用語説明

◎ 税金の知識
○ 住宅ローン控除-所得税の確定申告のとき-

住宅ローン控除とは
 個人が住宅を新築したり、新築または中古の住宅を購入したり、現在住んでいる住宅の増改築等をした際に、金融機関(銀行、信用金庫等の民間金融機関のほか、住宅金融公庫等の公的な機関も含まれます)などから返済期間10年以上の融資を受けて住宅の取得等をした場合には、所定の手続きをとれば、自分がその住宅に住むことになった年から一定の期間にわたり、居住の用に供した年に応じて、所定の額が所得税から控除されます。なお、この控除は、住宅とともに取得される敷地についても適用されます。

控除が受けられる住宅の要件
 この制度の適用が受けられる住宅については、下記の一覧表に掲げるような要件があり、これを満たしていなければなりません。


要 件
新築住宅の場合 [1] 住宅を新築、または新築住宅を取得し、平成20年12月31日までにその住宅を自己の居住の用に供すること。
[2] 工事完了の日または取得の日から6ヶ月以内に、自己の居住の用に供すること。
[3] 床面積が50㎡以上であること。
[4] 居住用と居住用以外の部分(たとえば店舗など)があるときは、床面積の2分の1以上が居住用であること。(この場合には居住用の部分のみが控除の対象となります)
中古住宅の場合 [1] 中古住宅を取得し、平成20年12月31日までに、その住宅を自己の居住の用に供すること。
[2] 新築住宅の場合の[2]~[4]と同じ
[3] 以下の要件を満たすこと。
 イ 建築されてから20年(耐火建築物の場合は25年)以内の家屋であること。
 ロ 築後年数にかかわらず新耐震基準に適合することが証明されたものであること。
増改築等の場合 [1] 自ら所有し、居住している家屋で平成20年12月31日までに増改築等を行い、同日までに入居すること。
[2] 工事費用が100万円を超えるものであること。
[3] 工事を行った家屋が居住用と居住用以外の部分があるときは居住用部分の工事費用が全部の工事費用の2分の1以上であること。
[4] 増改築等を行った後の住宅の床面積が50㎡以上であること。
[5] 増改築等を行った後の住宅の床面積の2分の1以上が居住用であること。
[6] 増改築等の日から6ヵ月以内に自己の居住の用に供すること。

※住宅ローンの控除の適用がうけられる「増改築等」には一定の要件があります。

控除が受けられる借入金等の範囲
 次の借入金または債務で、その年の12月31日現在の残高が控除の対象となります。
 なお、これらの借入金または債務には、前述の新築住宅または中古住宅とともに取得をするその敷地の取得資金に充てるための借入金(住宅の取得に係る借入金と一体として借り入れたものに限られます。

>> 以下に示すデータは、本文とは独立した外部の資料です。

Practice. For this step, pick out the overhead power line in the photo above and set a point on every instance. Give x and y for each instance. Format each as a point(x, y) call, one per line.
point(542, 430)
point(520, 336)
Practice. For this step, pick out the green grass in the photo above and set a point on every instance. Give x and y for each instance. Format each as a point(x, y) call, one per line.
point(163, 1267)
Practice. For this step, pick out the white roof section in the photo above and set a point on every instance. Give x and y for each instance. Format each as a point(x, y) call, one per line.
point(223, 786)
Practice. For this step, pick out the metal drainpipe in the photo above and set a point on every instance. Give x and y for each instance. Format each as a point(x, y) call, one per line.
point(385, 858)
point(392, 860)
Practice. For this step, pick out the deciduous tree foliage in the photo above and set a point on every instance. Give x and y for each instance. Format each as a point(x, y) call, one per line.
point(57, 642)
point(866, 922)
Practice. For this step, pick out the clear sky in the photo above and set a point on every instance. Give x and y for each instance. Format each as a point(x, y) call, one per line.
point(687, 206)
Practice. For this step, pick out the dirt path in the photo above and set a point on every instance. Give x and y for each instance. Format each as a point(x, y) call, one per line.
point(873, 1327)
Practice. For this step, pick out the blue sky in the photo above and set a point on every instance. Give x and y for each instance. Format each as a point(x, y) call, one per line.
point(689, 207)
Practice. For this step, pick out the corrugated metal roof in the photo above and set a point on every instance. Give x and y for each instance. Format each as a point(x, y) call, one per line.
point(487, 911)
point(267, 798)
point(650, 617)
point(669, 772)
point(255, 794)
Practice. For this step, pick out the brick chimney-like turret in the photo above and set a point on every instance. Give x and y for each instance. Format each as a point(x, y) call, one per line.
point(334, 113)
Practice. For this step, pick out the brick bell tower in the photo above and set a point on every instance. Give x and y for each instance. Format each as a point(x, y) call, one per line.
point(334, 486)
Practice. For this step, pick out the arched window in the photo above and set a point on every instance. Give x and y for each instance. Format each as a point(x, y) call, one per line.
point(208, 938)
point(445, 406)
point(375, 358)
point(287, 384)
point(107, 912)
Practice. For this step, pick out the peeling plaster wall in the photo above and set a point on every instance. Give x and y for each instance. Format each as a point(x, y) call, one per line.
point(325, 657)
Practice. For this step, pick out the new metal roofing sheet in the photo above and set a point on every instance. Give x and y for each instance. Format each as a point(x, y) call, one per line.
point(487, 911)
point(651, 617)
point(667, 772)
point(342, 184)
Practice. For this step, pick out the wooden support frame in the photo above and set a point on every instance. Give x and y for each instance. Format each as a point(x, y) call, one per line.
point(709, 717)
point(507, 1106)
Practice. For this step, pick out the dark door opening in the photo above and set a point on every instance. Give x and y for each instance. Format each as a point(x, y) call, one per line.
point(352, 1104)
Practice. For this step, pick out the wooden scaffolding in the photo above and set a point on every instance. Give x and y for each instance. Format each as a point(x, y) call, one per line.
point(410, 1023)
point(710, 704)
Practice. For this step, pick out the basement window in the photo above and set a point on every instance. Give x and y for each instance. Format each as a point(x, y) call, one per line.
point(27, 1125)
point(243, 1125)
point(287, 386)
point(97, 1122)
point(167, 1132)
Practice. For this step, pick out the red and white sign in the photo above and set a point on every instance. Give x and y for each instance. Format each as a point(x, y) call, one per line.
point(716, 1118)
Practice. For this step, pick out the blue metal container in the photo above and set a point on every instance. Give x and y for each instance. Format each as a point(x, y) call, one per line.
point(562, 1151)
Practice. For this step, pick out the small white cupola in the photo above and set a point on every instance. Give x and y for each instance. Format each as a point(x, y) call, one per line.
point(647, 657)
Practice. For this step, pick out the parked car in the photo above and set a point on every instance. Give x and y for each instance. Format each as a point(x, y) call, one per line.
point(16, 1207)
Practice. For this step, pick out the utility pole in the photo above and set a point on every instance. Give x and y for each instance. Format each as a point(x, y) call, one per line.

)が含まれます。

1.住宅取得等の資金として、銀行等の民間の金融機関、住宅金融公庫、地方公共団体等からの借入金で、その償還期間が10年以上の割賦償還の方法によって返済するもの。

2.建設業者に対する住宅の取得等の工場請負代金の債務、宅地建物取引業者、都市再生機構、地方住宅供給公社等に対する住宅の取得による支払債務で、賦払期間が10年以上の割賦払の方法によって支払うもの。

3.都市再生機構、地方住宅供給公社等の分譲した中古住宅の承継債務で、承継後の債務の賦払期間が10年以上の割賦払の方法によって支払うもの。

4.給与所得者等が、その勤務先から借り入れた借入金またはその勤務先に対する住宅の取得等の代金の債務で、償還期間または賦払期間が10年以上の割賦償還または割賦払の方法によって返済し、または支払うもの。

 注)上記4のような借入金等であっても、それが、年利率1%未満のものである場合や会社役員が会社から借り入れるものなどは、控除の対象になりません。また、利息に対応するものも対象になりません。

一口メモ
 住宅を建てる前に土地を買った場合のその土地のローンは控除の対象になるの? 住宅ローン控除制度では、住宅とともに取得するその敷地に係る借入金についても控除の対象とされています。 土地付き一戸建てやマンションのように土地と建物を同時に買う場合には特に問題はありませんが、土地を先に買ってその後にその土地に住宅を建てる場合のその土地に係る借入金については、住宅ローン控除の対象となるのでしょうか。

 こうした場合であっても、その買った土地が、

宅地建物取引業者から購入した建築条件付きの土地
(その土地の取得後一定期間内に住宅の建築請負契約を締結するもの)である場合

住宅新築の日前2年以内に購入されたものである場合
(債権担保のためその住宅を目的とする抵当権が設定されているとき等に限ります。)

 等のときには、その土地に係る借入金についても控除の対象となります。